Noah nodded, Mikey put him in the bed beside me, Noah crawled up in the crook of my arm and nuzzled against my chest. Mikey left a moment later, Noah hummed softly as I turned the TV on and changed the channels.

"Mommy, you come home?" He asked as I flipped the channels.

"Soon." I told him.

"I miss you. I wanna see El-Oh-Ees."

"I know you do, you will soon, I promise." I kissed the top of his head, "We just need to get better."

"I drawed her a picture." He said quietly, "It's a flower."

I smiled, "I'm sure she'll love it."

"It's purple and pink and red." He giggled softly, "It's beautiful."

I laughed softly, "I bet it is."

Noah was quiet after that; he laid beside me, relaxed watching cartoons. Mikey had come back a few minutes later, with a hard, sad look on his face. My stomach again twisted; he sat beside me and tears fell from his eyes.

"I'm sorry, M." He said to me quietly, almost like a prayer.

I swallowed thickly, "I'm sorry, too, Mikey."

He leaned over and kissed my forehead. In that moment, I could only rely on my hopes and prayers. Me and Mikey, and Noah, needed it; we wanted Eloise. We needed her. She would complete our happiness.

•••

Later in the afternoon, I was allowed to take Noah to formally meet Eloise. He was smiling the entire way into the nursery, but when he saw all the other babies, he frowned slightly.

"They sick?" He asked me with wide eyes.

"Yeah, babe. And, they're keeping Eloise company."

He smiled, "Friends?"

"Yep, these are her friends."

He held my hand, with Mikey trailing behind us, I led them to her incubator. Noah was shorter than it, but he could see her. Mikey picked him up, and knelt so he could be eye to eye with her.

Noah whispered, "She sleepin'?"

"Yeah." Mikey whispered back.

"She hear me?" He asked next.

"Yeah, babe, talk to her." I said to him.

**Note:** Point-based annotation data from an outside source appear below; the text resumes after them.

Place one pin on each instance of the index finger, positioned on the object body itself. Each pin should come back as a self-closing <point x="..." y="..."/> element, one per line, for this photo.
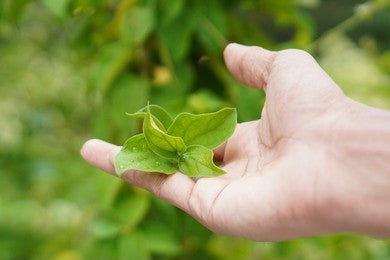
<point x="175" y="188"/>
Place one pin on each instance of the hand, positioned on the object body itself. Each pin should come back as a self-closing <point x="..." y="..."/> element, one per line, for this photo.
<point x="298" y="171"/>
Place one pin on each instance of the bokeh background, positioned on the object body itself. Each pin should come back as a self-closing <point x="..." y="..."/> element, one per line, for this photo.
<point x="70" y="69"/>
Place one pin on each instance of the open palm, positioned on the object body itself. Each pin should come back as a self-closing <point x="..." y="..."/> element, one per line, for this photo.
<point x="277" y="183"/>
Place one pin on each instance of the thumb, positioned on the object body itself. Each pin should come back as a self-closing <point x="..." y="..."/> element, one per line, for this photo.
<point x="249" y="65"/>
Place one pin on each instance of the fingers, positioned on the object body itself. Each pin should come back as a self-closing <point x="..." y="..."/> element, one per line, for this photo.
<point x="249" y="65"/>
<point x="175" y="188"/>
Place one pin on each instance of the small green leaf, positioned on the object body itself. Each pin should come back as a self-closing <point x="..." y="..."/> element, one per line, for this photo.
<point x="133" y="246"/>
<point x="198" y="161"/>
<point x="136" y="155"/>
<point x="209" y="130"/>
<point x="161" y="143"/>
<point x="159" y="114"/>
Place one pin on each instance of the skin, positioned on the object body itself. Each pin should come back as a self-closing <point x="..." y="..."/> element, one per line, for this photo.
<point x="316" y="162"/>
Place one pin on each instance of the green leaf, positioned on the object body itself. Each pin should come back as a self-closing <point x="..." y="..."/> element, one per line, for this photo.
<point x="136" y="155"/>
<point x="104" y="228"/>
<point x="162" y="239"/>
<point x="132" y="210"/>
<point x="138" y="23"/>
<point x="161" y="143"/>
<point x="133" y="246"/>
<point x="161" y="117"/>
<point x="209" y="130"/>
<point x="198" y="161"/>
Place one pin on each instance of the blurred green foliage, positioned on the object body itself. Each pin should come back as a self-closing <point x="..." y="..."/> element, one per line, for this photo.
<point x="70" y="69"/>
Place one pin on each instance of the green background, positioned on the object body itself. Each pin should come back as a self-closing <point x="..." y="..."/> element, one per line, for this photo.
<point x="70" y="69"/>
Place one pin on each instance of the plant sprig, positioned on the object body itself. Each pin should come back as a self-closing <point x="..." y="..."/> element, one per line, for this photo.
<point x="183" y="143"/>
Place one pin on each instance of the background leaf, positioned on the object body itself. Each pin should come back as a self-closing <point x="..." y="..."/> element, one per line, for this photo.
<point x="69" y="70"/>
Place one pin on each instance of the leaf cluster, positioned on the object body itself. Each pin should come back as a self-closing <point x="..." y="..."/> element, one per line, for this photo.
<point x="183" y="143"/>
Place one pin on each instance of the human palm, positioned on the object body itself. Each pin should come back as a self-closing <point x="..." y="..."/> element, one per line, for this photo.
<point x="270" y="191"/>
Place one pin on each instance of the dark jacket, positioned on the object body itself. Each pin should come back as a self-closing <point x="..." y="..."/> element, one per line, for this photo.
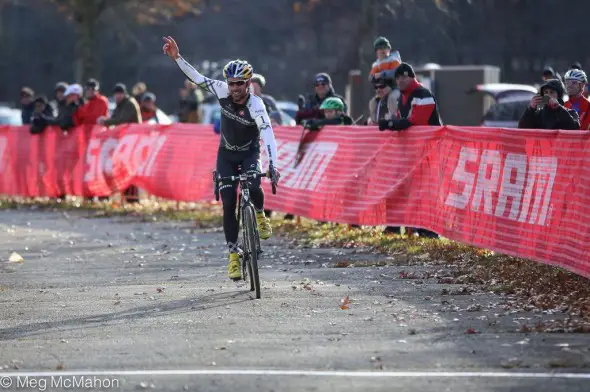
<point x="311" y="109"/>
<point x="416" y="106"/>
<point x="270" y="103"/>
<point x="69" y="116"/>
<point x="27" y="112"/>
<point x="550" y="118"/>
<point x="58" y="106"/>
<point x="127" y="111"/>
<point x="317" y="123"/>
<point x="40" y="120"/>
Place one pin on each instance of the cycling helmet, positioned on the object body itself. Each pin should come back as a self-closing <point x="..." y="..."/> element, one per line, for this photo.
<point x="381" y="43"/>
<point x="238" y="69"/>
<point x="332" y="103"/>
<point x="259" y="79"/>
<point x="577" y="75"/>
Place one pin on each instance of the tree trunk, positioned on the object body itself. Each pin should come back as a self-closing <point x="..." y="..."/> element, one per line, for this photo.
<point x="86" y="19"/>
<point x="367" y="32"/>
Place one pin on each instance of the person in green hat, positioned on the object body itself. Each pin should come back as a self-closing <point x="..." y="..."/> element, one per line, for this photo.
<point x="386" y="63"/>
<point x="333" y="109"/>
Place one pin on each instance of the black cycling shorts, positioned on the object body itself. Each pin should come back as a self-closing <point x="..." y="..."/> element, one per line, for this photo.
<point x="228" y="163"/>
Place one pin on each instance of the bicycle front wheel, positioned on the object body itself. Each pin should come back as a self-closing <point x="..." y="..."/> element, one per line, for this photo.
<point x="249" y="222"/>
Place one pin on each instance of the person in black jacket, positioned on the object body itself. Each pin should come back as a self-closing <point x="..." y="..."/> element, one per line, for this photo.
<point x="324" y="89"/>
<point x="333" y="109"/>
<point x="27" y="95"/>
<point x="549" y="112"/>
<point x="42" y="115"/>
<point x="416" y="104"/>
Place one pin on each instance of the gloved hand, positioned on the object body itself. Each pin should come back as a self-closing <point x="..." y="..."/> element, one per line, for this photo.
<point x="393" y="125"/>
<point x="300" y="102"/>
<point x="312" y="125"/>
<point x="274" y="174"/>
<point x="384" y="124"/>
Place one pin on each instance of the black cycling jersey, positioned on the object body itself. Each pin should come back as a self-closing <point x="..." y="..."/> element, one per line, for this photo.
<point x="241" y="125"/>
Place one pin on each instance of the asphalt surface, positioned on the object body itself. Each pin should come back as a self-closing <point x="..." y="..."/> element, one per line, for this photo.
<point x="118" y="294"/>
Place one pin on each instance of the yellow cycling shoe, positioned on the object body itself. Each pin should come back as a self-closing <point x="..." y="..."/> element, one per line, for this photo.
<point x="264" y="227"/>
<point x="233" y="268"/>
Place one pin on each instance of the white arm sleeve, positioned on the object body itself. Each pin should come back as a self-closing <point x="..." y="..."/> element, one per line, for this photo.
<point x="215" y="87"/>
<point x="258" y="113"/>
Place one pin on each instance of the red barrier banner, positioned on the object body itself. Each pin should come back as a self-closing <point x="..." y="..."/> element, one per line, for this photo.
<point x="520" y="192"/>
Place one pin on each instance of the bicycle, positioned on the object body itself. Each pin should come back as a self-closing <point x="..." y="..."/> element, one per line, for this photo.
<point x="251" y="249"/>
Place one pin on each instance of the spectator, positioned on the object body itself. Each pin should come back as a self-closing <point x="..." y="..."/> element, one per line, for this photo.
<point x="97" y="105"/>
<point x="578" y="66"/>
<point x="149" y="111"/>
<point x="333" y="109"/>
<point x="575" y="83"/>
<point x="70" y="116"/>
<point x="311" y="107"/>
<point x="190" y="99"/>
<point x="384" y="104"/>
<point x="416" y="104"/>
<point x="549" y="112"/>
<point x="27" y="105"/>
<point x="138" y="90"/>
<point x="42" y="115"/>
<point x="549" y="73"/>
<point x="127" y="110"/>
<point x="275" y="118"/>
<point x="59" y="103"/>
<point x="386" y="62"/>
<point x="258" y="82"/>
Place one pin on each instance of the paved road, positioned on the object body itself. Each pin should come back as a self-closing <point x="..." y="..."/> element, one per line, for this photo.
<point x="117" y="294"/>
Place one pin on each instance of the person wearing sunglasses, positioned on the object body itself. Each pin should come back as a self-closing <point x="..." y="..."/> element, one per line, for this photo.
<point x="311" y="107"/>
<point x="243" y="120"/>
<point x="384" y="104"/>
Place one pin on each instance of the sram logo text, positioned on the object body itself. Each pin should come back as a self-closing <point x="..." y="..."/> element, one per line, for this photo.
<point x="515" y="186"/>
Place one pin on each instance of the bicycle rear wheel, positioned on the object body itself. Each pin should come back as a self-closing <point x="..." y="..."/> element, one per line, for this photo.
<point x="249" y="221"/>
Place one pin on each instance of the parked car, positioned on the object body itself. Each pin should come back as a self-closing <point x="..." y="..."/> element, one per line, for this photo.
<point x="10" y="116"/>
<point x="288" y="107"/>
<point x="510" y="101"/>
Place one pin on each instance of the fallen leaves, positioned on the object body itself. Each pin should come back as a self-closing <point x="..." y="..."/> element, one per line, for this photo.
<point x="15" y="258"/>
<point x="344" y="303"/>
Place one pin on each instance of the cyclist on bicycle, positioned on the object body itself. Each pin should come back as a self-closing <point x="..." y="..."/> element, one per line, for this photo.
<point x="243" y="120"/>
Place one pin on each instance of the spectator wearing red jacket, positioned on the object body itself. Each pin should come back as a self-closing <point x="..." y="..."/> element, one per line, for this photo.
<point x="97" y="105"/>
<point x="416" y="104"/>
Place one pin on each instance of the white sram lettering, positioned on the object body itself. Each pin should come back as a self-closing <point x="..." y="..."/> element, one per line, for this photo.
<point x="308" y="173"/>
<point x="3" y="149"/>
<point x="518" y="183"/>
<point x="92" y="160"/>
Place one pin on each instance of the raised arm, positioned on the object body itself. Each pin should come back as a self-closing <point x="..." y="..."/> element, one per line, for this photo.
<point x="215" y="87"/>
<point x="259" y="114"/>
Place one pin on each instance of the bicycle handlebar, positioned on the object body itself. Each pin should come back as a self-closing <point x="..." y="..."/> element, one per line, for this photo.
<point x="240" y="177"/>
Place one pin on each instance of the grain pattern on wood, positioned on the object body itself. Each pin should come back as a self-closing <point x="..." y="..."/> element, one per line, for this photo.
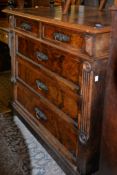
<point x="109" y="138"/>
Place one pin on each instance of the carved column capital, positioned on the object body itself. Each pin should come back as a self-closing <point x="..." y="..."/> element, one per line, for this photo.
<point x="87" y="66"/>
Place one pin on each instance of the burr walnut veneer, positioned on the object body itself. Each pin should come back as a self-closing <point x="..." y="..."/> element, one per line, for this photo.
<point x="58" y="72"/>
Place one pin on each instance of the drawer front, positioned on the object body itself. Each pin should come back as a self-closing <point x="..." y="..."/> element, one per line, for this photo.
<point x="3" y="36"/>
<point x="62" y="129"/>
<point x="64" y="37"/>
<point x="27" y="25"/>
<point x="59" y="94"/>
<point x="62" y="63"/>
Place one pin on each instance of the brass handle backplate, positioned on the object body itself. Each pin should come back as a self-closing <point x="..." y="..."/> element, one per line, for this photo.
<point x="61" y="37"/>
<point x="40" y="114"/>
<point x="41" y="56"/>
<point x="41" y="85"/>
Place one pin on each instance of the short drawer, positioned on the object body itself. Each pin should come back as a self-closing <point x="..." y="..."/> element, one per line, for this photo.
<point x="27" y="25"/>
<point x="62" y="63"/>
<point x="64" y="37"/>
<point x="43" y="114"/>
<point x="4" y="36"/>
<point x="53" y="89"/>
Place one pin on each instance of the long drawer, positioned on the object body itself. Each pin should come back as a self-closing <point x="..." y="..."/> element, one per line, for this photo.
<point x="27" y="25"/>
<point x="50" y="87"/>
<point x="64" y="37"/>
<point x="57" y="125"/>
<point x="64" y="64"/>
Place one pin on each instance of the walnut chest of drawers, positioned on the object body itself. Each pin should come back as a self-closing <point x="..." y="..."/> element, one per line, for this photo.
<point x="58" y="72"/>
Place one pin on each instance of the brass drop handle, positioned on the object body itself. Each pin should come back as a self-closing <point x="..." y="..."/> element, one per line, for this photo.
<point x="41" y="56"/>
<point x="41" y="85"/>
<point x="61" y="37"/>
<point x="26" y="26"/>
<point x="40" y="114"/>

He hummed, and kept whispering, "Hi El-Oh-Ees. I'm brother." 

I smiled happily, more tears filled my eyes.

"I love you." He leaned over and kissed the incubator, "You small."

Mikey and I laughed softly. 

"I'm No-Uh." He told her sleeping form, "Yous pretty."

My heart fluttered. Noah looked over at me; "I kiss her?"

"Not yet." I told him sadly.

"'Kay." He kissed the incubator, "See you later." He waved to her.

My chest heaved. All of this was going to kill me. I love my kids so much.
♠ ♠ ♠
Forgive me and my lame ass way I have Noah talking.